1. This is a second appeal by two minors under the guardianship of their mother who sued for the following reliefs:
1. That a declaration should be granted that decree No. 400 of 1923, dated 9th October 1923, passed by the Assistant Collector, 1st Class, decreeing arrears of rent for an occupancy holding, of which Bena and others were tenants, has been obtained by defendants 1, a zamindar, by fraud, deception and misrepresentation, and that no lawful guardian for the appellants was appointed in that suit on account of fraud and deception practised by defendant 1, and that the said decree is void and ineffectual against the appellants, and that all proceedings as to ejectment in that decree are not binding on the appellants.
2. That the appellants should be put in actual possession of the occupancy holding and defendants 1 to 3 should be dispossessed therefrom.
3. That the appellants should receive Rs. 100 as damages.
2. The appellants also sued against the two defendants to whom the occupancy holding had been let by the zamindar after the ejectment of the appellants. Both the lower Courts have found that there was no evidence of fraud and we agree with the correctness of the finding. All that appears in the regular case is that when the revenue Court issued notice for the appointment of a guardian the notice was only issued to Bena who was proposed as guardian, and not to the two minor appellants or to their mother. It was further alleged that in that notice the suit was described as an ejectment suit, whereas it was properly a suit for arrears of rent. Evidence had been given by the ahlmad who wrote the notice to the effect that he wrote the words “ejectment suit” by a mere mistake. There is no evidence that there was any collusion between the ahlmad and defendant 1. When the summons was issued for the suit on Bena, the suit was correctly described as a suit for arrears of rent.

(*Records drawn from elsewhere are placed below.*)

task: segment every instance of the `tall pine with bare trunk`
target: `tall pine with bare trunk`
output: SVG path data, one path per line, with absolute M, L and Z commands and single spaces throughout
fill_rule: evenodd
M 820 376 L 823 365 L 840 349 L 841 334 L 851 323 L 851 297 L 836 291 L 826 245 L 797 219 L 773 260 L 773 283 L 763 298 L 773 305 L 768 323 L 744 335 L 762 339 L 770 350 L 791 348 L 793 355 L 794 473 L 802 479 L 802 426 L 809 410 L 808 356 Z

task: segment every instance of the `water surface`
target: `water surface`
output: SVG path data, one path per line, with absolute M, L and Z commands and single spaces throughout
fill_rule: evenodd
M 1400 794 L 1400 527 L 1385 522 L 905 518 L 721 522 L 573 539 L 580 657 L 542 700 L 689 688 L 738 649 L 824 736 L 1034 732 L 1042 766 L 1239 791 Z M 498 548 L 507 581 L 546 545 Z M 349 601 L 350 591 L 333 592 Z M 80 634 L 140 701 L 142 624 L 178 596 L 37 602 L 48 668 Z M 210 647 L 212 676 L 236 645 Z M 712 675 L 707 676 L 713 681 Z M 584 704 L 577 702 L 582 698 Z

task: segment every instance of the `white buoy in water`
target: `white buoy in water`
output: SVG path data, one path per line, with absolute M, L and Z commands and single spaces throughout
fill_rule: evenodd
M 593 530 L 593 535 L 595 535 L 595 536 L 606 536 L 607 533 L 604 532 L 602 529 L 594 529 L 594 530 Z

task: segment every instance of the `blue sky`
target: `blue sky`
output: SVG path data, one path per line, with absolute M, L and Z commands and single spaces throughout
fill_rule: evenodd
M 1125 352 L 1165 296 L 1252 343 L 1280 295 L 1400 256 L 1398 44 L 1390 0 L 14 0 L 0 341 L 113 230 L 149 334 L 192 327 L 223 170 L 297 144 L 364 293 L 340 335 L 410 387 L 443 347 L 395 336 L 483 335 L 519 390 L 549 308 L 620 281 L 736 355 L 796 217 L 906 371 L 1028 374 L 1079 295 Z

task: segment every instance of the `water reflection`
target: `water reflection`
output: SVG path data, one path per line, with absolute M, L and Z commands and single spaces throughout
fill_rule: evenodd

3. In various rulings, Dammar Singh v. Pirbhu Singh  29 All. 290, Ram Barechha Ram v. Tarak Tewari  14 A.L.J. 589 and Pokhpal v. Chhidda Singh  9 A.L.J. 653, it has been held that failure to issue notice to all parties and the appointment of a guardian merely amounts to an irregularity which does not justify a Court in setting a decree aside, In Beni Prasad v. Lajja Ram  38 All. 452 it was held that where an infant was made a party and properly represented in the case, the decree cannot be set aside by means of a, separate suit except upon proof of fraud or collusion on the part of a guardian. In the present case it is not alleged in the plaint, much less proved by evidence, that there was any fraud or collusion on the part of the guardian, Bena, with Lachhmi Narain, zamindar.
4. We consider, therefore, that no fraud has been proved in the present case; only an irregularity which is not material. It was further to be noted that it was also alleged by the minor appellants that the zamindar should have received the payment of the amount by money order which was returned unpaid. It was admitted that the money order sent was not sufficient to cover the amount of the claim with costs, and in these circumstances the zamindar was not bound to receive it. It is also apparent that after the passing of the decree for arrears of rent there was ample opportunity for the present appellants to have paid the amount of arrears decreed against them before the order of ejectment was passed.
5. Another point which we note is that the appellants could have brought a suit under Section 79, Act 2, 1901 for wrongful ejectment. That-being so, under S 167, Act 2 of 1901, the civil Courts could not take cognizance of a suit like the present which is to declare a decree in the revenue Court void and ineffectual on the ground that the proceedings of that Court were contrary to law. This view has been taken in Uman Shanker v. Bhagwan Din  7 A.L.J. 1064, a ruling with which we agree.
6. The appeal is dismissed with costs.
7. I agree in dismissing the appeal with costs.